Submarines
During the whole period under review the efforts and expedients whereby a great army has had its wants supplied upon a wilderness have, I believe, been breaking world records.
The country is broken, mountainous, arid, and void of supplies; the water found in the areas occupied by our forces is quite inadequate for their needs; the only practicable beaches are small, cramped breaks in impracticable lines of cliffs; with the wind in certain quarters no sort of landing is possible; the wastage, by bombardment and wreckage, of lighters and small craft has led to crisis after crisis in our carrying capacity, whilst over every single beach plays fitfully throughout each day a devastating shell fire at medium ranges.
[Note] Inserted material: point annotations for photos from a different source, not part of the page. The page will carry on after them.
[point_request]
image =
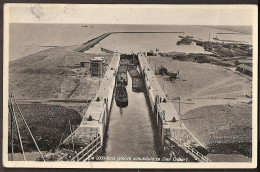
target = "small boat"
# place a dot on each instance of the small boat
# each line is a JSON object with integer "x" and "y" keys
{"x": 121, "y": 96}
{"x": 216, "y": 38}
{"x": 137, "y": 84}
{"x": 122, "y": 75}
{"x": 184, "y": 41}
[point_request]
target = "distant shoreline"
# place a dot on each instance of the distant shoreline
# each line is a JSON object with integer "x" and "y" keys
{"x": 241, "y": 30}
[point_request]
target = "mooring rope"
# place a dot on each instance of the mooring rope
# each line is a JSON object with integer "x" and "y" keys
{"x": 18, "y": 130}
{"x": 28, "y": 129}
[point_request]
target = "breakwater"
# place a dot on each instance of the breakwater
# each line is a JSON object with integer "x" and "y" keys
{"x": 91, "y": 43}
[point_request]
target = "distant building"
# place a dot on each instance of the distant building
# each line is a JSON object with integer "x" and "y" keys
{"x": 173, "y": 75}
{"x": 84, "y": 64}
{"x": 97, "y": 66}
{"x": 245, "y": 69}
{"x": 243, "y": 61}
{"x": 162, "y": 70}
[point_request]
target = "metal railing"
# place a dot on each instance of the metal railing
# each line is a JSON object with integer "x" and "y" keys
{"x": 195, "y": 152}
{"x": 89, "y": 150}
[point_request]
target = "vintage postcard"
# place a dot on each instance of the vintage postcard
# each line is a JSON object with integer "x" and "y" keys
{"x": 130, "y": 86}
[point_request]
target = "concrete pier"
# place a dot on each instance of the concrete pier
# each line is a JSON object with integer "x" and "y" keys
{"x": 167, "y": 118}
{"x": 164, "y": 111}
{"x": 96, "y": 118}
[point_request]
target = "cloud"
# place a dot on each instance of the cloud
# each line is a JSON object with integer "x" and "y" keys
{"x": 132, "y": 14}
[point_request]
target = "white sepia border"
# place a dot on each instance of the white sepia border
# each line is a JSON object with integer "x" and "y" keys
{"x": 121, "y": 20}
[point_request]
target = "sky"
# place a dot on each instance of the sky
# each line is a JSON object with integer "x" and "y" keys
{"x": 132, "y": 14}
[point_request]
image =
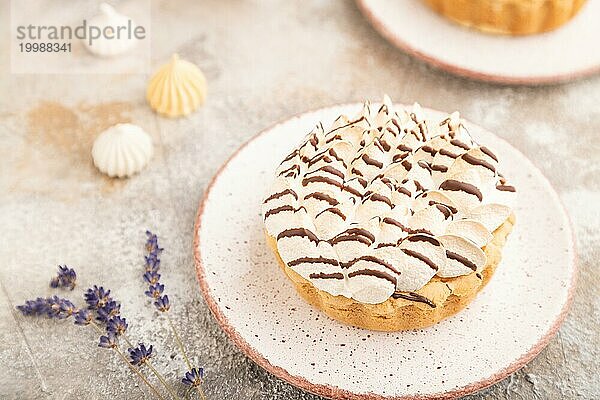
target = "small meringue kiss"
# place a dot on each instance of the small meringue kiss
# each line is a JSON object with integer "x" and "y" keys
{"x": 122, "y": 150}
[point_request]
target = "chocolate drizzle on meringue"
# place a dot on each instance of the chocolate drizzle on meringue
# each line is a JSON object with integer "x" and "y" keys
{"x": 375, "y": 205}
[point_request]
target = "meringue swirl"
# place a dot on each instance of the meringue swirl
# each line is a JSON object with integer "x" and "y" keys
{"x": 381, "y": 203}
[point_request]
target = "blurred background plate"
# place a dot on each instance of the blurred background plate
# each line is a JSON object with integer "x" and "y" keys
{"x": 506, "y": 325}
{"x": 569, "y": 52}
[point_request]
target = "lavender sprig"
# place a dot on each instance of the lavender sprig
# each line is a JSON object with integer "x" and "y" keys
{"x": 59, "y": 308}
{"x": 151, "y": 276}
{"x": 66, "y": 278}
{"x": 50, "y": 307}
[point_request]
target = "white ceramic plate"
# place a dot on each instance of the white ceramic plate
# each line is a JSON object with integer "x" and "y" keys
{"x": 508, "y": 323}
{"x": 568, "y": 52}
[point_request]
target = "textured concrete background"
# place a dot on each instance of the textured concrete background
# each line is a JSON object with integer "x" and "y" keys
{"x": 264, "y": 61}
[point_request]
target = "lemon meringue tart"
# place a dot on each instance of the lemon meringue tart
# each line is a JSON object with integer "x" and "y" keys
{"x": 509, "y": 17}
{"x": 389, "y": 220}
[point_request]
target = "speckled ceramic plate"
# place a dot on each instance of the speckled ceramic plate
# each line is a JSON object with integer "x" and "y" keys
{"x": 568, "y": 52}
{"x": 507, "y": 325}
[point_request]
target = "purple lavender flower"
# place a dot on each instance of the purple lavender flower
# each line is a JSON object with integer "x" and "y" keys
{"x": 152, "y": 243}
{"x": 109, "y": 341}
{"x": 117, "y": 325}
{"x": 194, "y": 377}
{"x": 155, "y": 291}
{"x": 65, "y": 278}
{"x": 152, "y": 277}
{"x": 152, "y": 262}
{"x": 96, "y": 297}
{"x": 110, "y": 309}
{"x": 162, "y": 303}
{"x": 67, "y": 309}
{"x": 140, "y": 354}
{"x": 83, "y": 317}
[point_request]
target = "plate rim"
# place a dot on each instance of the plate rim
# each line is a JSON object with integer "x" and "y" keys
{"x": 335, "y": 392}
{"x": 382, "y": 29}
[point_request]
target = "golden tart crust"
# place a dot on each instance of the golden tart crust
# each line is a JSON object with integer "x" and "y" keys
{"x": 511, "y": 17}
{"x": 437, "y": 300}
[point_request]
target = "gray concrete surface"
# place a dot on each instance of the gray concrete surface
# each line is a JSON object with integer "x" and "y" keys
{"x": 264, "y": 61}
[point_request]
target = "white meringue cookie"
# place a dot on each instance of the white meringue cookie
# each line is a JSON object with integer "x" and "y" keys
{"x": 122, "y": 150}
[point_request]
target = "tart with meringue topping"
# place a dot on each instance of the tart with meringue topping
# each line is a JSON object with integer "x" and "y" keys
{"x": 389, "y": 220}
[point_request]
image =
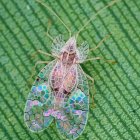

Upon such a situation appeared quite suddenly the enemy submarines. On May 22 all transports had to be dispatched to Mudros for safety. Thenceforth men, stores, guns, horses, etc., had to be brought from Mudros—a distance of 40 miles—in fleet sweepers and other small and shallow craft less vulnerable to submarine attack. Every danger and every difficulty was doubled.
But the Navy and the Royal Engineers were not to be thwarted in their landing operations either by nature or by the enemy, whilst the Army Service Corps, under Brigadier-General F. W. B. Koe, and the Army Ordnance Corps, under Brigadier-General R. W. M. Jackson, have made it a point of honour to feed men, animals, guns, and rifles in the fighting line as regularly as if they were only out for manœuvres on Salisbury Plain.
I desire, therefore, to record my admiration for the cool courage and unfailing efficiency with which the Royal Navy, the beach personnel, the engineers, and the administrative services have carried out these arduous duties.